Doppelmörders Comeback

1975 tötete Werner Weinhold zwei DDR-Grenzsoldaten. 2005 schoß er mit einer Waffe von damals erneut. Für die großen Medien ist das kein Thema

Hans Becker und Klaus Huhn
Jörg Kühn schrieb der jW-Redaktion: »Ich lese die jW jeden Morgen von vorne bis hinten, aber am 19. Oktober muß ich das oberflächlich getan haben, denn sonst wäre mir die Nachricht ›Weinhold erneut unter Verdacht‹ nicht entgangen. Nun haben mich Genossen aus den Grenzerjahren nach dem Hintergrund dieser Nachricht aus Recklinghausen gefragt, und ich leite die Anfrage an Sie weiter.
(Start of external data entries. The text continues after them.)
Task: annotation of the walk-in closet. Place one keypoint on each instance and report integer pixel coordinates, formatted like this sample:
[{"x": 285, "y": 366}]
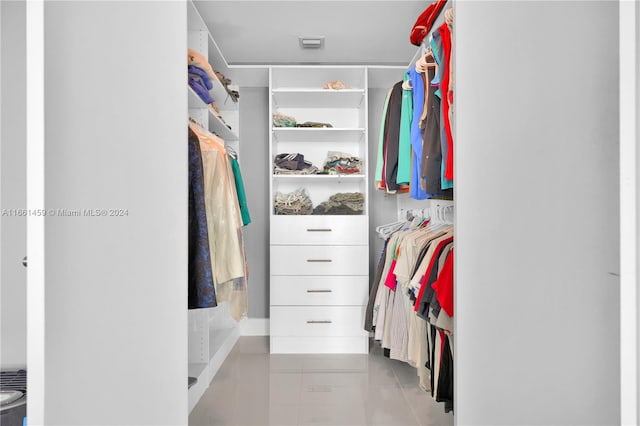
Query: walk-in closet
[{"x": 408, "y": 212}]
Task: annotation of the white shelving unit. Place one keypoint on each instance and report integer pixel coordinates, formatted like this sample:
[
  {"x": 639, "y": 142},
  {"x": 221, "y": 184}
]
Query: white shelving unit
[
  {"x": 319, "y": 263},
  {"x": 212, "y": 331}
]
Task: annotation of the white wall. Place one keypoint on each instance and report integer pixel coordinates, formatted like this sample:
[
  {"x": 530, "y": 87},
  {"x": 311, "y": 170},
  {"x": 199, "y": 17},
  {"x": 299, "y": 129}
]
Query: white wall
[
  {"x": 254, "y": 163},
  {"x": 116, "y": 287},
  {"x": 537, "y": 204},
  {"x": 13, "y": 283}
]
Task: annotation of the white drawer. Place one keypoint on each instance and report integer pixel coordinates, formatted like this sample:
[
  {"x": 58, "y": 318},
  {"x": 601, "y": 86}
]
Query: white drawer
[
  {"x": 318, "y": 230},
  {"x": 319, "y": 290},
  {"x": 319, "y": 260},
  {"x": 322, "y": 345},
  {"x": 317, "y": 321}
]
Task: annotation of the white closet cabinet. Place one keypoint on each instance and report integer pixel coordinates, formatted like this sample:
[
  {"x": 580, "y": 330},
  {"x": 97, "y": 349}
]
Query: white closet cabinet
[
  {"x": 212, "y": 331},
  {"x": 319, "y": 263}
]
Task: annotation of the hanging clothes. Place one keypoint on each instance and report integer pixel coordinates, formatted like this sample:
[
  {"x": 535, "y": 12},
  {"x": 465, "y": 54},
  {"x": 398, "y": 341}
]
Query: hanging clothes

Wissen Sie Einzelheiten?«

Wir mühten uns, der Frage nachzugehen und bekennen, daß es nicht einfach war, die Zusammenhänge zu recherchieren – nicht einfach, aber aufschlußreich. Es stellte sich heraus, daß offensichtlich einflußreiche »Instanzen« dafür gesorgt hatten, den Fall nicht an die breite Öffentlichkeit gelangen zu lassen. Dabei stießen wir darauf, daß in den letzten Jahren Prozesse mit ähnlichem Hintergrund stattgefunden hatten, deren Urteile auch kaum erwähnt wurden. Als Maßstab scheint zu gelten: Was die DDR nicht delegitimiert, wird nicht publiziert!